FIG. 1 illustrates a non-volatile static random access memory (nvSRAM) device with two power supplies. The primary supply is referred to herein as VCCX. Typical ranges of the primary supply voltage, for nvSRAM devices, are 2.7V-3.6V. An nvSRAM comprises volatile memory cells (RAM cells) each coupled with a corresponding non-volatile memory cell (nv cell). The nvSRAM performs various operations such as reads, writes, soft stores, and soft recalls as long as VCCX is ON.

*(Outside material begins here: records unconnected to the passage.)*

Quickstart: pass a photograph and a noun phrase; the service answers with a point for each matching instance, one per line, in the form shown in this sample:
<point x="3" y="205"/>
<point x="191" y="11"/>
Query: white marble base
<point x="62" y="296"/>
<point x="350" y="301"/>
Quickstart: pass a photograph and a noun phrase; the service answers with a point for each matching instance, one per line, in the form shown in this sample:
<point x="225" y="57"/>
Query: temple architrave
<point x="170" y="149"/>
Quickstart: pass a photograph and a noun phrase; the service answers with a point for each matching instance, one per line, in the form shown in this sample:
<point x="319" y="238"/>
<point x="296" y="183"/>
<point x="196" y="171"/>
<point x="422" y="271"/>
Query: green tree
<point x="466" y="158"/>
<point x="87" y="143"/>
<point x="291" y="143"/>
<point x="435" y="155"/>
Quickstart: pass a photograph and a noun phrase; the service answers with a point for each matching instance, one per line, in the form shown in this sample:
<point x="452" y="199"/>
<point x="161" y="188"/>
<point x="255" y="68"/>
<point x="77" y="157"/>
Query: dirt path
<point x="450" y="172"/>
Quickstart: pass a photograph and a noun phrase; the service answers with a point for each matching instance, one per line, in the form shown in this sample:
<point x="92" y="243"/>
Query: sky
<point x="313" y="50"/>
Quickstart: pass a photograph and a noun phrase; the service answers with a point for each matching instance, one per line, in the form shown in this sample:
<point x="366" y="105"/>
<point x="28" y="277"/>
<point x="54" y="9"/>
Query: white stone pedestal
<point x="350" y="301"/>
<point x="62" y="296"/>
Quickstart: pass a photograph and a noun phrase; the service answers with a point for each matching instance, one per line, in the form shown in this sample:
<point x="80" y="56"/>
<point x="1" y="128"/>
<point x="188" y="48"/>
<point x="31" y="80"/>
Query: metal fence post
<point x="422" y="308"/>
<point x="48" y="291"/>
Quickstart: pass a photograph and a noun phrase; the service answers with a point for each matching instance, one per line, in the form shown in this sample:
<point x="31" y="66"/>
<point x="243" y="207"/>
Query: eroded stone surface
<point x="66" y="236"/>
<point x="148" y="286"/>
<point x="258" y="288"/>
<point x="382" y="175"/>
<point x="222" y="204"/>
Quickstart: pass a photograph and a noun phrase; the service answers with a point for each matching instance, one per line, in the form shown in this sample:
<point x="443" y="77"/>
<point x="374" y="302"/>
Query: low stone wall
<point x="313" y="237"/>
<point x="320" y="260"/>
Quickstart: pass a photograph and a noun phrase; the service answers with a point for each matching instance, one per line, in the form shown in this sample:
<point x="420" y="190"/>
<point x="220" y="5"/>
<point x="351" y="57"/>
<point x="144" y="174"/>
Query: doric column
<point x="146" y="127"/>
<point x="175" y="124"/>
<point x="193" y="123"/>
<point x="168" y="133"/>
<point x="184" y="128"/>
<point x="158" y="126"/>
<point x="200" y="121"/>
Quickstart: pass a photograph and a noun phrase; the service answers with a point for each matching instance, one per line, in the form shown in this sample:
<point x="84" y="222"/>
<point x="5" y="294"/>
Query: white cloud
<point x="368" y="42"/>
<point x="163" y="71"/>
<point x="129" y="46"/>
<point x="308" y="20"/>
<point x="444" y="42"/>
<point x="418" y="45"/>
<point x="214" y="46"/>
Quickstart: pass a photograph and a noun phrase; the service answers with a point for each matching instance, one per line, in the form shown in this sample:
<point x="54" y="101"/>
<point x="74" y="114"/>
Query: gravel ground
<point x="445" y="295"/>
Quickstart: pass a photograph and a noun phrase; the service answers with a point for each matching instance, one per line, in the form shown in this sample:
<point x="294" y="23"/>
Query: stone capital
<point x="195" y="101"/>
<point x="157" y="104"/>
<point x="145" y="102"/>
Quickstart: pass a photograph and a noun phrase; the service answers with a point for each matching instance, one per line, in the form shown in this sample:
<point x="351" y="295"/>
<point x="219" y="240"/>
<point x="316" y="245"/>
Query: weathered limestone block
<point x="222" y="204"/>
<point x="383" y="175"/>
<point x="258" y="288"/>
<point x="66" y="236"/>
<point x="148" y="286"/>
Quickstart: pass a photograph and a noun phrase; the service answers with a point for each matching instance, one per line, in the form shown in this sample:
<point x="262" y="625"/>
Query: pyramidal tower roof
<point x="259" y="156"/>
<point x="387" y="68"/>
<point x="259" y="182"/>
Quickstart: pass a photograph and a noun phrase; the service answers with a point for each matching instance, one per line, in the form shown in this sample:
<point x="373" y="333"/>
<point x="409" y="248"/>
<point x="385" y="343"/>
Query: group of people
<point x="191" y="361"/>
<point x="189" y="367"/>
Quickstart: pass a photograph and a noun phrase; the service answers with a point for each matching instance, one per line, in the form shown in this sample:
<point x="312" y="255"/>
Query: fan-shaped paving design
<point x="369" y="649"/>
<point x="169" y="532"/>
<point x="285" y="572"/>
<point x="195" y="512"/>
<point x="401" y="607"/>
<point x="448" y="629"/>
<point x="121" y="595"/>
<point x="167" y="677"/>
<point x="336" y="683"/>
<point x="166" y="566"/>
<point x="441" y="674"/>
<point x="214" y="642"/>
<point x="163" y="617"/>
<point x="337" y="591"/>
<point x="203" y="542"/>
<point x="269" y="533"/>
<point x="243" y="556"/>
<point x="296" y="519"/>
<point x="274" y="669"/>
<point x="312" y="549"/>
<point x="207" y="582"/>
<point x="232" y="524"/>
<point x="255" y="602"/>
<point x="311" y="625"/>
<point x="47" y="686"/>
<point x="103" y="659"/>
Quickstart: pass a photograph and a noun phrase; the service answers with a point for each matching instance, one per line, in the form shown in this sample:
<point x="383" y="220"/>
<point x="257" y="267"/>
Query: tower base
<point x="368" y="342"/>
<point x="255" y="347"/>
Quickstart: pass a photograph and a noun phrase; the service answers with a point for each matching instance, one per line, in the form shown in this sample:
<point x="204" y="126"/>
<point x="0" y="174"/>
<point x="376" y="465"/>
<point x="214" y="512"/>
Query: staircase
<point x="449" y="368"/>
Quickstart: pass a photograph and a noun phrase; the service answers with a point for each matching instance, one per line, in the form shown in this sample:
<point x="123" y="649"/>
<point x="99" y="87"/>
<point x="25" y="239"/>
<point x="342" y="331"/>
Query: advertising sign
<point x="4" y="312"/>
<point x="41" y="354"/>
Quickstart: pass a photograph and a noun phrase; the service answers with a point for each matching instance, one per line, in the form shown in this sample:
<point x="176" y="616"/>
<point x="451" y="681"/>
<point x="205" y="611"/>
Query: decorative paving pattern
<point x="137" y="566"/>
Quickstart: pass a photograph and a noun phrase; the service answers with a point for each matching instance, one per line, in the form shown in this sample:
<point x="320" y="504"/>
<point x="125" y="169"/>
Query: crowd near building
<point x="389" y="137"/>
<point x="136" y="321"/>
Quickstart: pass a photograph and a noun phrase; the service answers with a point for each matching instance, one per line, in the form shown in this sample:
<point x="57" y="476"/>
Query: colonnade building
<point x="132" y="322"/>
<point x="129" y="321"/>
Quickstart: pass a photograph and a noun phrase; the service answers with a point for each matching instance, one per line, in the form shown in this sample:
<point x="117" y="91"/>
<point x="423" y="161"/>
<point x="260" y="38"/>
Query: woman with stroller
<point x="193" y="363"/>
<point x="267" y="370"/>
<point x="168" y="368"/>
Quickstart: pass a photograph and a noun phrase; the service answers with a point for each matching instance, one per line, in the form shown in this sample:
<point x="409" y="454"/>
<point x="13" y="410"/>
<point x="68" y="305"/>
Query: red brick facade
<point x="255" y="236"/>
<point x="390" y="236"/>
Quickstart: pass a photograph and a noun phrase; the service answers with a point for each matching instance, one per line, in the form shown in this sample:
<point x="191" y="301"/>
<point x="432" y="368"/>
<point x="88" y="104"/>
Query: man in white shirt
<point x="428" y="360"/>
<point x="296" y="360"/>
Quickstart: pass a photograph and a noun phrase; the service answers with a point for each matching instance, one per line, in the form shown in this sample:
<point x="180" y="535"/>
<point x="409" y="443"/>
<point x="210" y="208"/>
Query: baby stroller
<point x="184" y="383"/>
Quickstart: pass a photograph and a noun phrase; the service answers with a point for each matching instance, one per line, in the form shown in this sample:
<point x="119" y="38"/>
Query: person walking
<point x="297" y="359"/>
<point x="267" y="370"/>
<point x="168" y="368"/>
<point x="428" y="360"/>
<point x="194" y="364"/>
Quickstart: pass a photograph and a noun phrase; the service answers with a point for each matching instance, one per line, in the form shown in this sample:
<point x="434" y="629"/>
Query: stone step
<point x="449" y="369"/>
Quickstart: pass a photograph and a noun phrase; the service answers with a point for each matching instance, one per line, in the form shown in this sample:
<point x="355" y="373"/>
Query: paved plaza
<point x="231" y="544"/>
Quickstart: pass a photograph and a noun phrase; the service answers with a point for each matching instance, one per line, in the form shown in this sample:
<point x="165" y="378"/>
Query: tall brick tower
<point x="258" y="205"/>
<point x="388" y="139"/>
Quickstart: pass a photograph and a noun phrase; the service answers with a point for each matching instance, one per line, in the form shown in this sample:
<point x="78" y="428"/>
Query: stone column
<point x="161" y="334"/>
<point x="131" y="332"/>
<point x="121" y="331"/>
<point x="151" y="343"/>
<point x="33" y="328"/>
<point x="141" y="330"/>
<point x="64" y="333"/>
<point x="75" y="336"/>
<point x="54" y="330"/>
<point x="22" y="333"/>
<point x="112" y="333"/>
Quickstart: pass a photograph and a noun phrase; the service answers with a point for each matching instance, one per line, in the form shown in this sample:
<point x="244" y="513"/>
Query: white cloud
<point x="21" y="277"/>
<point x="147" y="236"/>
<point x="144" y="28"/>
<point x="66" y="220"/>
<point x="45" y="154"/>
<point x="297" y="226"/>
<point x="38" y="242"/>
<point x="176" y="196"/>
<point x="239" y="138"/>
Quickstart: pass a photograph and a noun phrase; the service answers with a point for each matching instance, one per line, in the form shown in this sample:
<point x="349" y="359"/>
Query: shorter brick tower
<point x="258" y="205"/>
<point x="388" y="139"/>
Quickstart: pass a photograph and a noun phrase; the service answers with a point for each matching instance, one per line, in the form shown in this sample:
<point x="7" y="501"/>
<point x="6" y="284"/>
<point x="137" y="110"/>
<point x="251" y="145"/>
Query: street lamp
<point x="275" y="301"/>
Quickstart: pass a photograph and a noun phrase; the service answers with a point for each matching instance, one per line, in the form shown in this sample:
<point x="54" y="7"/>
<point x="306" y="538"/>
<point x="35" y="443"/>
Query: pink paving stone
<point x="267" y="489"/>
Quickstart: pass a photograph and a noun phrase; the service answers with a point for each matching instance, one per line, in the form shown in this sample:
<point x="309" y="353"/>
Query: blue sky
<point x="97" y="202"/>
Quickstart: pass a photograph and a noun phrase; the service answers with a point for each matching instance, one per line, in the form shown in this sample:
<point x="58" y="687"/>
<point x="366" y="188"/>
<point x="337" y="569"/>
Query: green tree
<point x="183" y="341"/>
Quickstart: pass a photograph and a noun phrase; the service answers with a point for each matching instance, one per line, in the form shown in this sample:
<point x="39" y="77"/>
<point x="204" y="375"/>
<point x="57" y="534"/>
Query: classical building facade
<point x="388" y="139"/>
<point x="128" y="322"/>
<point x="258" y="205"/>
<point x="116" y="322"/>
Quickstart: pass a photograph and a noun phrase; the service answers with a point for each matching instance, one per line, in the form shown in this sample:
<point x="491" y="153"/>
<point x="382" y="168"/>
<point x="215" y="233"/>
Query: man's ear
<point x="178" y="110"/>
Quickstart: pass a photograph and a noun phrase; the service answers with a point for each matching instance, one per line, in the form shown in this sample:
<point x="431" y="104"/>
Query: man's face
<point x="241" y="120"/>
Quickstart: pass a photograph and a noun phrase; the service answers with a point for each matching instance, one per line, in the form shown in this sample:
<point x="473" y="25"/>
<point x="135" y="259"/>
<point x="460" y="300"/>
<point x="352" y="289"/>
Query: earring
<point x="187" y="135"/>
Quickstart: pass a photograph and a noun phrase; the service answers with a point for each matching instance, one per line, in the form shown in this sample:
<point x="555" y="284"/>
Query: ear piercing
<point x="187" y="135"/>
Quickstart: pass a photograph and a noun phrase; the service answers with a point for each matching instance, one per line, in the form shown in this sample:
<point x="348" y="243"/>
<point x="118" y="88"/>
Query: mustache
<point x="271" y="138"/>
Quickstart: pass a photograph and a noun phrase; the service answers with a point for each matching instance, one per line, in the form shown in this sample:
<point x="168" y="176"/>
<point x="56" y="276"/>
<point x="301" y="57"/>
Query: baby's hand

The backup power supply is referred to herein as VCAP. VCAP is provided by one or more capacitors, typically “ultracapacitors” which have high energy capacity relative to conventional capacitors. When the external supply VCCX is switched OFF, or “browns out” (falls below a threshold voltage level), the nvSRAM operates from VCAP for a period of time. VCAP is typically pre-charged to a voltage Vcap>=Vccx, where Vcap is the voltage across the terminal of the backup capacitor, and Vccx is the primary power supply voltage. Typically, the only operation powered by VCAP is the transfer of the contents of the RAM cells to the nv cells of the nvSRAM (referred to herein as an “autostore” operation). When VCCX is powered up again, the contents of the nv cells are transferred back to the RAM cells by a process referred to as RECALL. The state of the RAM cells is thus preserved even in the absence of primary power.
In one implementation, VCAP is pre-charged to Vcap>=Vccx when VCCX is turned ON. An NMOS device with a diode configured between its source and drain may be used to charge VCAP (see FIG. 2). The gate of the NMOS device is boosted to 2*Vccx, so that there is no voltage drop across the NMOS device. Once VCAP is charged to Vccx, the nvSRAM is enabled for both volatile and non-volatile memory operations.
An autostore is initiated when the primary power supply VCCX becomes unavailable. FIG. 3 illustrates an example of how VCCX and VCAP may be operated during power up and power down. In this example, Vccx rises to about 2.7V. During the rise of Vccx at power-up, it passes a threshold value Vswp. Signal VCCX_HI is asserted at this point, indicating that Vccx has reached a sufficient high enough level to power a RECALL operation if so required. At Vswp, the NMOS gate which couples VCCX to VCAP turns ON. The memory device is enabled for reads and writes, for example approximately 20 ms (or after any pre-determined time delay) after power-on of VCCX.
When VCCX is switched OFF, meaning when VCCX dips below the threshold level of Vsws, VCCX_HI goes low, indicating primary power was lost. A request to do an autostore is initiated to the (internal micro-controller) memory controller. VCAP provides the energy to complete the autostore operation so that data is not lost before the memory powers down.